Stadtgerichtsgebäude  (Foto: GFreihalter,  Wikimedia Commons,  CC BY-SA 3.0)

Štěpán Výborný  (Foto: ČT24)
Das Gericht bezeichnete diese als gesetzwidrig, da die Regierung damit eine Reihe von Grundrechten verletzt habe, ohne gemäß dem Krisengesetz zu handeln. Senatsvorsitzende, Richter Štěpán Výborný, dazu:

„Das Gericht hat es für wichtig befunden und entschieden, dass sich die Organe staatlicher Macht nicht nur im Normalfall, sondern auch im Notstand strikt an das gesetzliche Vorgehen halten. Das gilt besonders bei Einschränkungen persönlicher Rechte und Freiheiten.“

Im Kern geht es darum, dass nicht das Regierungskabinett als Ganzes die Sondermaßnahmen erlassen hat, sondern letztlich nur das Gesundheitsministerium. Da das Urteil erst ab 27. April gilt, hat die Regierung noch Zeit, erneut über die Maßnahmen zu entscheiden.

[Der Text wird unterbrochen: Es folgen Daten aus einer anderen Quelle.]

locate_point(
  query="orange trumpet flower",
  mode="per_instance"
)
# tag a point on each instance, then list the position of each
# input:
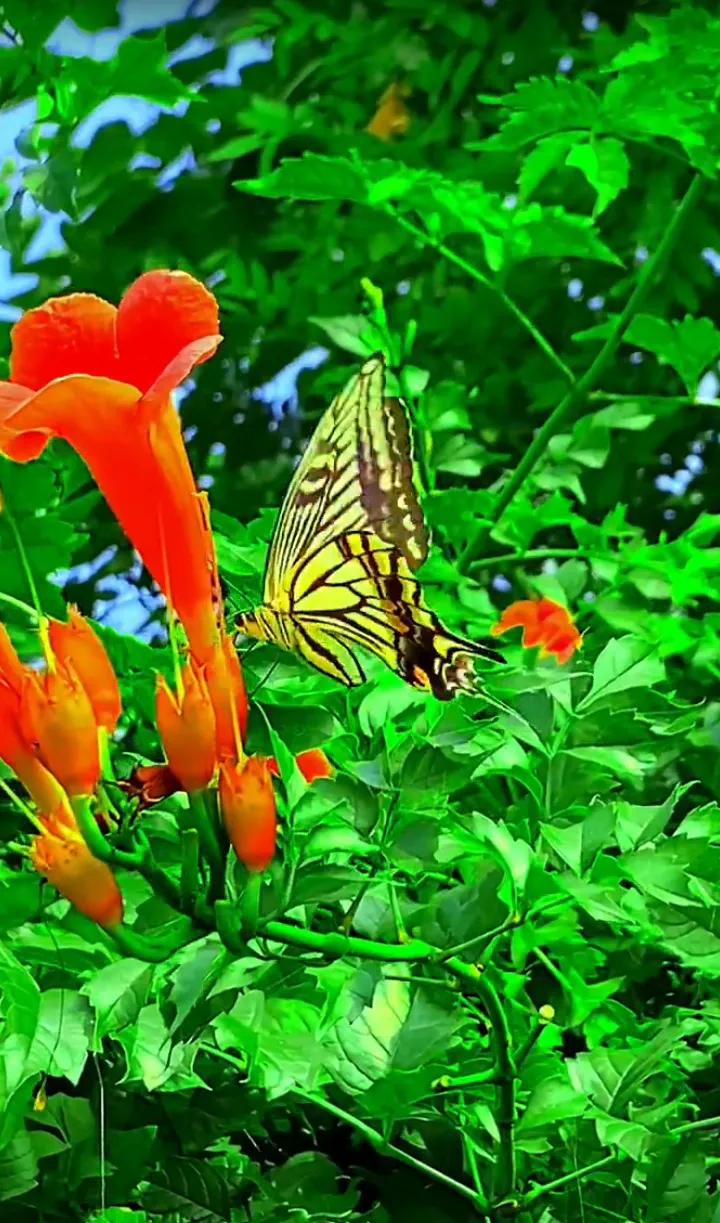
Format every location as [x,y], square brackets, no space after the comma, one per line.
[16,750]
[58,716]
[76,645]
[61,855]
[545,624]
[247,802]
[102,378]
[229,696]
[187,728]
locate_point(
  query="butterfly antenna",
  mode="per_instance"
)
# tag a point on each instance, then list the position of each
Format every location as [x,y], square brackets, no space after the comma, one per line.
[264,679]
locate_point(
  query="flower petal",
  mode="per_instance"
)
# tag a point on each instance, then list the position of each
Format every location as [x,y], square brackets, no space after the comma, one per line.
[67,335]
[160,321]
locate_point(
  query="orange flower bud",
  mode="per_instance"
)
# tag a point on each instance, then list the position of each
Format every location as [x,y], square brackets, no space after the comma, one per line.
[61,855]
[187,729]
[150,784]
[247,801]
[545,624]
[77,645]
[229,697]
[56,713]
[313,764]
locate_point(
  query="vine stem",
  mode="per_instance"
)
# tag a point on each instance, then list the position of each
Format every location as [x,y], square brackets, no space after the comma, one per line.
[375,1139]
[578,393]
[479,277]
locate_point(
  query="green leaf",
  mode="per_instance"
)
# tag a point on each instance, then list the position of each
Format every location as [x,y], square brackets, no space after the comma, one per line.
[183,1184]
[605,165]
[691,346]
[613,1078]
[116,994]
[622,664]
[542,107]
[62,1035]
[362,1045]
[311,176]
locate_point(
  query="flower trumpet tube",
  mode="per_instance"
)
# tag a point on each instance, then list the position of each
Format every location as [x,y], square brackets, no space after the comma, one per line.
[76,645]
[60,854]
[102,378]
[545,624]
[229,696]
[247,802]
[186,722]
[58,716]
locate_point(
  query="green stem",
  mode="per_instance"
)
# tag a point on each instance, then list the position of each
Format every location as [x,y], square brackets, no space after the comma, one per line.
[705,1123]
[95,842]
[249,904]
[21,607]
[466,1080]
[190,867]
[389,1149]
[512,558]
[481,941]
[578,1174]
[476,274]
[609,396]
[205,823]
[505,1167]
[141,947]
[336,944]
[577,394]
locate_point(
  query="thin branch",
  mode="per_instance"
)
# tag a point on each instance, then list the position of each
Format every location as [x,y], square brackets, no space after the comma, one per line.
[476,274]
[385,1147]
[577,394]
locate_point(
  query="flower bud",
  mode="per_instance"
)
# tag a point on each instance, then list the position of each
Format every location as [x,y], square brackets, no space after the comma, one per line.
[313,764]
[187,728]
[61,855]
[56,714]
[76,645]
[247,801]
[229,696]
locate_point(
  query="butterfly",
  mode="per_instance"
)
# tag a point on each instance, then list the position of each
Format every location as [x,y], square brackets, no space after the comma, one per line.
[340,571]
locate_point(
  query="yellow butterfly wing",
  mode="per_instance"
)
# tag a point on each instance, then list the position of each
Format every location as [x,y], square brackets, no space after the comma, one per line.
[350,535]
[360,591]
[356,473]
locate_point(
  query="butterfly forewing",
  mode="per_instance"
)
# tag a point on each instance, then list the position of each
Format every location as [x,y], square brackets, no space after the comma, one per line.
[350,535]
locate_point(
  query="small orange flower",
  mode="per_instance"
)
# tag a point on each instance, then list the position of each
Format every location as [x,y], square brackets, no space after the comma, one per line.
[56,714]
[229,696]
[391,118]
[61,855]
[545,624]
[150,784]
[102,378]
[313,764]
[77,645]
[187,728]
[16,750]
[247,801]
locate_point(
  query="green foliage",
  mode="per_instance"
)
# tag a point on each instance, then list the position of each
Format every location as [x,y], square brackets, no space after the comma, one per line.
[540,243]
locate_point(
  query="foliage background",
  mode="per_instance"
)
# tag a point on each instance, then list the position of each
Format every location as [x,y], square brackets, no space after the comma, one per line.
[545,158]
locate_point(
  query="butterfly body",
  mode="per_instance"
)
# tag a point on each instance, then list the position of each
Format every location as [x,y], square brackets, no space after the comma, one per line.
[350,535]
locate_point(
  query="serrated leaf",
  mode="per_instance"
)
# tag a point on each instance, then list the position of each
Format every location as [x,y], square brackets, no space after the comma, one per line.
[605,165]
[690,346]
[182,1184]
[622,664]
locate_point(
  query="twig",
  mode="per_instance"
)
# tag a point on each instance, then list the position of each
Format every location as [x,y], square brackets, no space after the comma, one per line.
[577,394]
[385,1147]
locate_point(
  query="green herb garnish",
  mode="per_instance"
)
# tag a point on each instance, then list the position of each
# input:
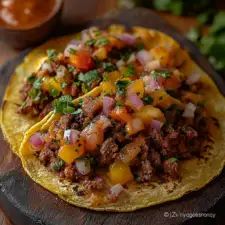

Jiří Kindl  (Foto: Archiv von Jiří Kindl)
Das Gesundheitsministerium erwägt zudem auf das Urteil zu reagieren, wie dessen Rechtsanwalt Jiří Kindl mitteilte:

„Wir sind der Meinung, dass das Gericht nicht richtig entschieden hat und das Gesundheitsministerium laut dem Gesetz über den gesundheitlichen Schutz berechtigt ist, derartige Schritte zu unternehmen. Wir warten noch auf die schriftliche Begründung des Urteils. Anschließend entscheiden wir, wie wir weiter vorgehen werden.“

Das Ministerium kann dem Stadtgericht zufolge eine Beschwerde beim Obersten Verwaltungsgericht in Brno / Brünn einreichen. Gesundheitsminister Adam Vojtěch (parteilos) erklärte, er werde nach einer Möglichkeit suchen, um dem Urteil zu folgen und dabei die Maßnahmen aufrechtzuerhalten, die seiner Meinung nach im Kampf gegen die Ausbreitung des Coronavirus wichtig sind.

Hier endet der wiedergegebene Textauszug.